CNN reporter Jim Acosta has made a name for himself by his outbursts against President Trump, including his questioning of both Trump and White House officials such as White House Press Secretary Sarah Huckabee Sanders at press conferences. A couple weeks ago Acosta showed up to the White House and found that his press credentials allowing him access to the White House grounds had been revoked.
After months of aggressive behavior from Acosta, the last straw was Acosta refusing to relinquish the microphone while questioning President Trump and physically preventing a young female intern from taking the microphone back. Those aren’t the actions of a legitimate critic of the President, they’re the actions of a bully. Acosta and CNN filed suit against the White House, winning a very limited decision that required that he be given due process before having his credentials seized.
The White House subsequently informed Acosta and CNN that he would lose his White House press pass again once the judge’s temporary order expired, but then changed tack and decided to restore Acosta’s pass while simultaneously adopting new rules of decorum to ensure that behavior like Acosta’s doesn’t occur in the future.
To use a Washington, DC analogy, Acosta is the press equivalent of the guy who always shows up to a think tank lecture and, despite the moderator’s announcement that Q&A is only for questions and not statements, proceeds to launch into a five-minute diatribe about why he’s right and everyone up on stage is an idiot. His behavior is embarrassing to watch and a discredit to journalists, which is why it’s so perplexing that both CNN and other press organizations such as Fox News defend him.

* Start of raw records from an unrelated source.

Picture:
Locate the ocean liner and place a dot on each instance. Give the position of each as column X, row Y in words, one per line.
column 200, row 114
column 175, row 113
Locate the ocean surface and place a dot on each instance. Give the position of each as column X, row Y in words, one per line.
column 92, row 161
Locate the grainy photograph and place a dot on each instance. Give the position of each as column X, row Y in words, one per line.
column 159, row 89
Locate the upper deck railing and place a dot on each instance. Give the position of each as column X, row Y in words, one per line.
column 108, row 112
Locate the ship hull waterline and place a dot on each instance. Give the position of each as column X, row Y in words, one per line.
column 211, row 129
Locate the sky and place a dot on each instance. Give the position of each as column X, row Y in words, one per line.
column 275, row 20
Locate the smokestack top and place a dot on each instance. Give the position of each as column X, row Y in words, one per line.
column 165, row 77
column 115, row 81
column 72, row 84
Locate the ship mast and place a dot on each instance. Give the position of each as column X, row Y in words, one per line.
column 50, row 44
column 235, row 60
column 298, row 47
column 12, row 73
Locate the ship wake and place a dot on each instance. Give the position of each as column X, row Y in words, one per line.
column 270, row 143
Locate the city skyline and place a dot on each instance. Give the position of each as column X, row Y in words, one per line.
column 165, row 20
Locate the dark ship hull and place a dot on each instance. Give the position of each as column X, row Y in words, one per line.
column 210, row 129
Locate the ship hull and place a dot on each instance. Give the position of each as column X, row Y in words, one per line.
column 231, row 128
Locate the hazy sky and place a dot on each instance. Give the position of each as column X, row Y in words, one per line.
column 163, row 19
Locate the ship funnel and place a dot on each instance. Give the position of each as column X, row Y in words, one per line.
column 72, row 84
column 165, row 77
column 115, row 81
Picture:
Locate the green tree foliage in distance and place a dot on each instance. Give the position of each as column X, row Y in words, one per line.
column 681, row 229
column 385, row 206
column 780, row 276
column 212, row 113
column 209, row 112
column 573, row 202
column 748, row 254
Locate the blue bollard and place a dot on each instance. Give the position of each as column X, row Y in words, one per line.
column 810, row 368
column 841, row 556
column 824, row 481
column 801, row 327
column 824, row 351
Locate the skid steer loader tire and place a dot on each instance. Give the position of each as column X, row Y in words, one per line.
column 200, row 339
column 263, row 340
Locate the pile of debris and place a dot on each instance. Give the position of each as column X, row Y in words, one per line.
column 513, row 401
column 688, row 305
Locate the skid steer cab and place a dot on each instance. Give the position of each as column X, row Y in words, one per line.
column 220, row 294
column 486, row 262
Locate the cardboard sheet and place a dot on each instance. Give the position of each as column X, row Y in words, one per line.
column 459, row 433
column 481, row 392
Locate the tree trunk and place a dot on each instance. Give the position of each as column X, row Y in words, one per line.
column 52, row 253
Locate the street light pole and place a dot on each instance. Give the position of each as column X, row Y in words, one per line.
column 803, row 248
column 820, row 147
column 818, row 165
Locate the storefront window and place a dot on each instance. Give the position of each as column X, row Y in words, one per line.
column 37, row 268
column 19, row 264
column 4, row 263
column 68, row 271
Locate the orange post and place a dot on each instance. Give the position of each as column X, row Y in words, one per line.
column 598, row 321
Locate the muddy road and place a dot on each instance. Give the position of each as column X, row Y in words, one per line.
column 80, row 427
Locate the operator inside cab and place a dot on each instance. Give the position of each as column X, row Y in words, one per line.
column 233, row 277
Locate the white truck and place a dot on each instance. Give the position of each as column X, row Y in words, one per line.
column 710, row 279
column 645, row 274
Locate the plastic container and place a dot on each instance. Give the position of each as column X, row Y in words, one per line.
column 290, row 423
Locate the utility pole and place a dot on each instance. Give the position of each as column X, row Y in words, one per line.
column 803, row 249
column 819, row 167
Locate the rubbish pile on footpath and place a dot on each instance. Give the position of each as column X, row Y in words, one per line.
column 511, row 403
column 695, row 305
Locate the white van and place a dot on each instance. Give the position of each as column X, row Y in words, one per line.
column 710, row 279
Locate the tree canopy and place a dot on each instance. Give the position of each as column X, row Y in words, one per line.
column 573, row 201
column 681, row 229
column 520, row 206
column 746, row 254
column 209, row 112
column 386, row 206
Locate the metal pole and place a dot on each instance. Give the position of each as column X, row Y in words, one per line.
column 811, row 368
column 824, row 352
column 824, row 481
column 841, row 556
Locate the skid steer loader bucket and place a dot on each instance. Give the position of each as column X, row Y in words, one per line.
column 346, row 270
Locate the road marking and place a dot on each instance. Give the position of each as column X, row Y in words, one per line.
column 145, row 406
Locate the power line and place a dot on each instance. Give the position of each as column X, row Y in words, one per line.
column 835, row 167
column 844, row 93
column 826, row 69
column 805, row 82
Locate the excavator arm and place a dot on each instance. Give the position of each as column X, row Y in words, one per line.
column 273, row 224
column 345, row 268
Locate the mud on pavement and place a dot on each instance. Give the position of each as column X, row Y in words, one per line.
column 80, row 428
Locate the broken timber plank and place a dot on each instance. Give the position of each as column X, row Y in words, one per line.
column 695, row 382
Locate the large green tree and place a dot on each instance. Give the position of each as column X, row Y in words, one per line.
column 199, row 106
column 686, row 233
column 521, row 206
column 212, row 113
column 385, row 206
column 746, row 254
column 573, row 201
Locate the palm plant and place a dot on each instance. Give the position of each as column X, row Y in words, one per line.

CNN could easily hire someone who asks hard-hitting questions but isn’t rude and who doesn’t mistreat interns. But we live in an era in which many people think that being an obnoxious jerk is synonymous with toughness, so until that mindset changes CNN and similar organizations will continue giving people like Acosta a platform. Let’s hope that the White House’s new rules will be effective in keeping people like Acosta who abuse their privileges from continuing to be able to act out in the way they have.